交通事故における各当事者の過失割合については、最終的には裁判所が個々の事案ごとに事故状況等を考慮して判断することになります。もっとも、事実上、基本的な事故類型ごとに各当事者の過失割合を定めた過失相殺基準があり、これを参考にしながら個々の事案ごとの具体的事情を考慮して各当事者の過失割合を判断するという場合が多いと言えます。

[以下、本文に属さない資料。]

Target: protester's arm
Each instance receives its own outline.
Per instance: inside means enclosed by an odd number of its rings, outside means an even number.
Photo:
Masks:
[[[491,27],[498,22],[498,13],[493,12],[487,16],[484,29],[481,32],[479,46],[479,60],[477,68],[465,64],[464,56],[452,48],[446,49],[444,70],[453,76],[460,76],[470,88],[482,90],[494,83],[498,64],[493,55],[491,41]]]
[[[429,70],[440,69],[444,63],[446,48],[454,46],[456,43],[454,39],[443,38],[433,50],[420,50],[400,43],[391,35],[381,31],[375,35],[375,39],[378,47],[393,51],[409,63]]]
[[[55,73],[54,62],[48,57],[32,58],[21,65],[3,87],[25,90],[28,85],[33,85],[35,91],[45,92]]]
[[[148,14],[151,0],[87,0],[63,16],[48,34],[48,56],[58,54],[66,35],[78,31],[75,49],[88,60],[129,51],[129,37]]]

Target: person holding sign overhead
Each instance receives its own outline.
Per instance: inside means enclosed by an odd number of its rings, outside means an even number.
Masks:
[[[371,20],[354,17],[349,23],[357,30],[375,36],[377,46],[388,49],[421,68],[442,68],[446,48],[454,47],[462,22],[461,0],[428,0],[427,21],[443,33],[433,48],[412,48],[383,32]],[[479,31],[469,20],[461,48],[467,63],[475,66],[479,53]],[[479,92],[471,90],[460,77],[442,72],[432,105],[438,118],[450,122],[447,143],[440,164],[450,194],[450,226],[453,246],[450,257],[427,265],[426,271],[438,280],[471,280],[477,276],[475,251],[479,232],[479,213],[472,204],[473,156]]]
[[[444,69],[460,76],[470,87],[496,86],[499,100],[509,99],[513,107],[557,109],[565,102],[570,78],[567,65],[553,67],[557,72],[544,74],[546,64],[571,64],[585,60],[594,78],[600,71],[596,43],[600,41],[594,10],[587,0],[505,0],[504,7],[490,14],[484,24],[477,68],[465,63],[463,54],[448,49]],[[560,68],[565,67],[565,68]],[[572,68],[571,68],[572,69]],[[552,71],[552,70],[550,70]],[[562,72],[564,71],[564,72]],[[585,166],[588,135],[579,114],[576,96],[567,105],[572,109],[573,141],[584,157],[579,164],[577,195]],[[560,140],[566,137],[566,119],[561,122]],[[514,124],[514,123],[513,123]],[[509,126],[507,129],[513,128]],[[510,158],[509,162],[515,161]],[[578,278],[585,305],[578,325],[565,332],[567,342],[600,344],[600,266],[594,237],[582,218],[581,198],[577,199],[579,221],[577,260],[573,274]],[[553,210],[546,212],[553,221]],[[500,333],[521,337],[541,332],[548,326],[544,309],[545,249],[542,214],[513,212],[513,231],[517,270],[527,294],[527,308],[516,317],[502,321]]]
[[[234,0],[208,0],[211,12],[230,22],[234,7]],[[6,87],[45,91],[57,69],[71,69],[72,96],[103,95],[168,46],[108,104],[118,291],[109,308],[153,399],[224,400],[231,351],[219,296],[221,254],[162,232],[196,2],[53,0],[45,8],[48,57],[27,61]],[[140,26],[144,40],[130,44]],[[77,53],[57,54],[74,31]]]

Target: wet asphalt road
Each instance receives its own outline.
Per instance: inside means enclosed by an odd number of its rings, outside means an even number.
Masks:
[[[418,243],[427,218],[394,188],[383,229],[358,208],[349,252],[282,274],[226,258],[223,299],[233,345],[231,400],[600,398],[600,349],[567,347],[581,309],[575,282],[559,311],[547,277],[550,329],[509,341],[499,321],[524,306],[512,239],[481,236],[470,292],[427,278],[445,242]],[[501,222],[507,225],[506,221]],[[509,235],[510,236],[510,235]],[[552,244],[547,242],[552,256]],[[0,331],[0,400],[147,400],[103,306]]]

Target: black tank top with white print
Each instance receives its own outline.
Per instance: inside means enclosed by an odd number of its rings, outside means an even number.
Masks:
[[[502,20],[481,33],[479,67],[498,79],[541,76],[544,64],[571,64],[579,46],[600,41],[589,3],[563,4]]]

なお、被害者が幼児の場合、被害者本人の過失を理由とした過失相殺がされない場合があります。これは、判例において、被害者である未成年の過失を損害賠償額算定にあたり考慮するには未成年者に事理を弁識する知能が備わっていることが必要であるとされているからです。判例のいう「事理を弁識する知能」が何歳であれば備わっていることになるのかは個々の事案ごとにことなると思われますが、5、6歳で備わると判断した裁判例が多いと言われています。また、被害者が幼児のため被害者本人の過失を理由とした過失相殺が否定される場合でも、被害者の両親等に交通事故の発生や損害の拡大について落ち度があるという場合には、これらの者の過失を理由とした過失相殺がされる場合があります。

一方、自賠責保険は、被害者救済を目的とした保険なので、過失相殺について異なった処理がされています。すなわち、被害者に重大な過失がなければ相殺されずに保険金額を全額請求することができます。自賠責保険における重大な過失とは7割以上の過失です。